When Cooper lived at home and stayed involved in high school theatre, he must have been getting just enough of what he needed to avoid severe drug involvement. But once he moved away, nothing seemed to feel as right as the drugs he began to take.
“It was just a miserable time. I was eighteen, a freshman in college, living away from my parents. I was supposed to be out on my own, experiencing the world, and instead I was in my room every night calling my girlfriend back in Las Vegas.
“I found that drugs and alcohol worked for the time being to take away the pain and the awkwardness of being in a new place and meeting new people. Then something just clicked, and I said to myself, OK, I’ll just stay high like this all the time, and that’ll work.
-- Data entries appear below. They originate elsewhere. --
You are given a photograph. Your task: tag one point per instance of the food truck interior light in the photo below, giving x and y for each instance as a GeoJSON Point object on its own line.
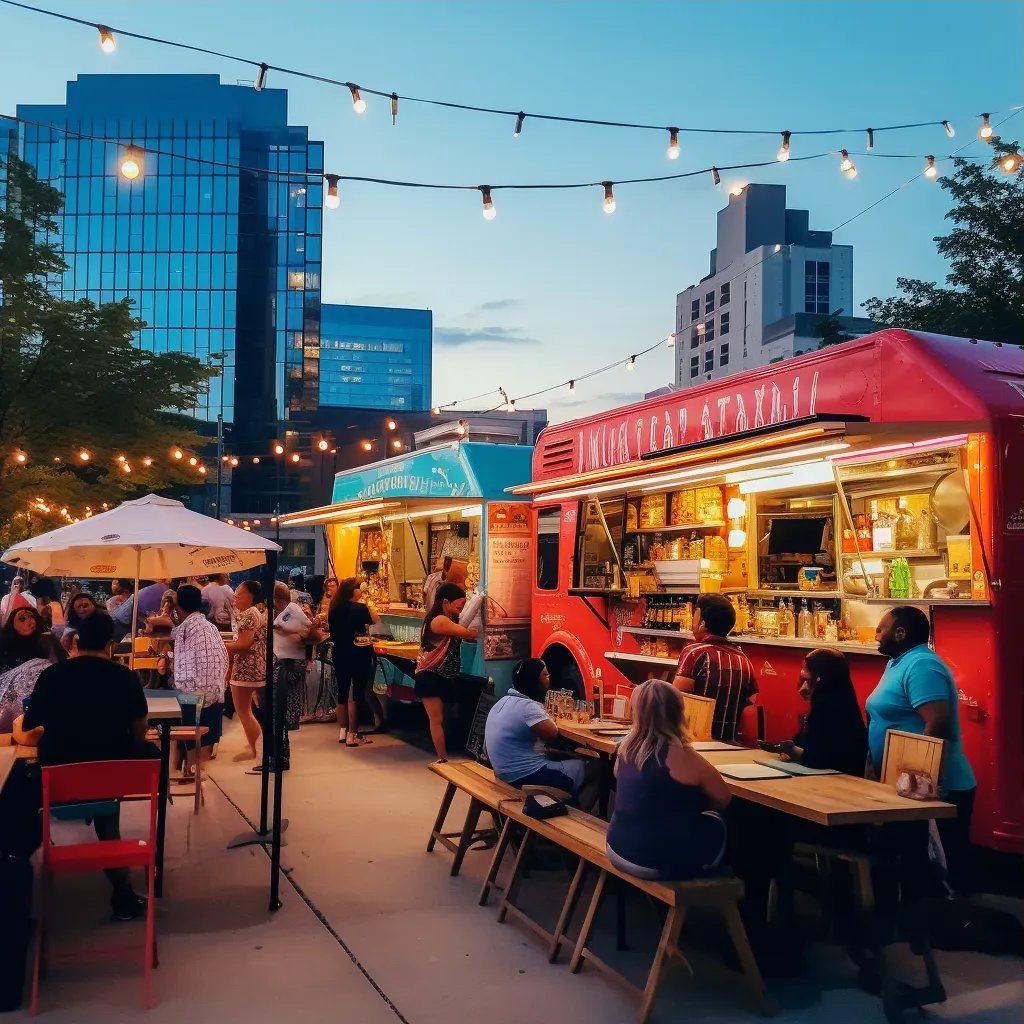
{"type": "Point", "coordinates": [802, 476]}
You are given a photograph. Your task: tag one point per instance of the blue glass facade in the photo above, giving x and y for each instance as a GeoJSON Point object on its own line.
{"type": "Point", "coordinates": [218, 249]}
{"type": "Point", "coordinates": [375, 357]}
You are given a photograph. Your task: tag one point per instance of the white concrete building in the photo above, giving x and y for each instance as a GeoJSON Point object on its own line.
{"type": "Point", "coordinates": [772, 280]}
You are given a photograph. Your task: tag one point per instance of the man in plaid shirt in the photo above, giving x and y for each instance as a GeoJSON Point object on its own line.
{"type": "Point", "coordinates": [711, 667]}
{"type": "Point", "coordinates": [200, 663]}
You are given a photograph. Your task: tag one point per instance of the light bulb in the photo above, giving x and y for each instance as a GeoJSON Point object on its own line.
{"type": "Point", "coordinates": [131, 165]}
{"type": "Point", "coordinates": [332, 201]}
{"type": "Point", "coordinates": [1010, 163]}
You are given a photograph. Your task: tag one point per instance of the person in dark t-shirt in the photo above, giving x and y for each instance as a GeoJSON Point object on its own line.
{"type": "Point", "coordinates": [91, 709]}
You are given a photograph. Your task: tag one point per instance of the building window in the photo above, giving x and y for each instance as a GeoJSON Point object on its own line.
{"type": "Point", "coordinates": [549, 524]}
{"type": "Point", "coordinates": [816, 284]}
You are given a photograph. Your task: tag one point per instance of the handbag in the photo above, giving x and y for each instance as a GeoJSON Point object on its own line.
{"type": "Point", "coordinates": [428, 660]}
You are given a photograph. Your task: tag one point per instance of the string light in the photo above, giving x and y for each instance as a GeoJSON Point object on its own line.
{"type": "Point", "coordinates": [131, 165]}
{"type": "Point", "coordinates": [488, 204]}
{"type": "Point", "coordinates": [332, 201]}
{"type": "Point", "coordinates": [1010, 163]}
{"type": "Point", "coordinates": [358, 103]}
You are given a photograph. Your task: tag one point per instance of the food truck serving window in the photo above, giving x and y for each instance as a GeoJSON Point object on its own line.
{"type": "Point", "coordinates": [549, 524]}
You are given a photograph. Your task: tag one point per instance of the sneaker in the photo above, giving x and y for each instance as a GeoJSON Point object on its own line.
{"type": "Point", "coordinates": [127, 905]}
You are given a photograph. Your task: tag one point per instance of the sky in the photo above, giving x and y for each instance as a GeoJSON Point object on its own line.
{"type": "Point", "coordinates": [553, 287]}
That’s when I started to progress into sticking needles into my arm. And with heroin, it got bad really fast.”
Three quarters of the way through his freshman year at Evergreen College, Cooper dropped out.
“I called my parents and said ‘I have a drug problem. I need help’. Then I went back to Vegas and got into an outpatient residential treatment program. I thought to myself, ‘If I can just get off Heroin, then my life will be better.’”
Maybe Cooper thought that going back to his old life would make him feel good enough to kick this use of narcotics that was bringing him down so quickly. Maybe he thought that the feeling of being around his parents, the feeling of being back with his girlfriend, the feelings he could recapture by limiting himself to alcohol and pot would pull him back from this ominous cliff of heroin use.
But as the saying goes, You can’t go home again. And it was true for Cooper, too. Despite returning to his hearth and his home, things were about to get much worse.
. . . this true story to be continued . . .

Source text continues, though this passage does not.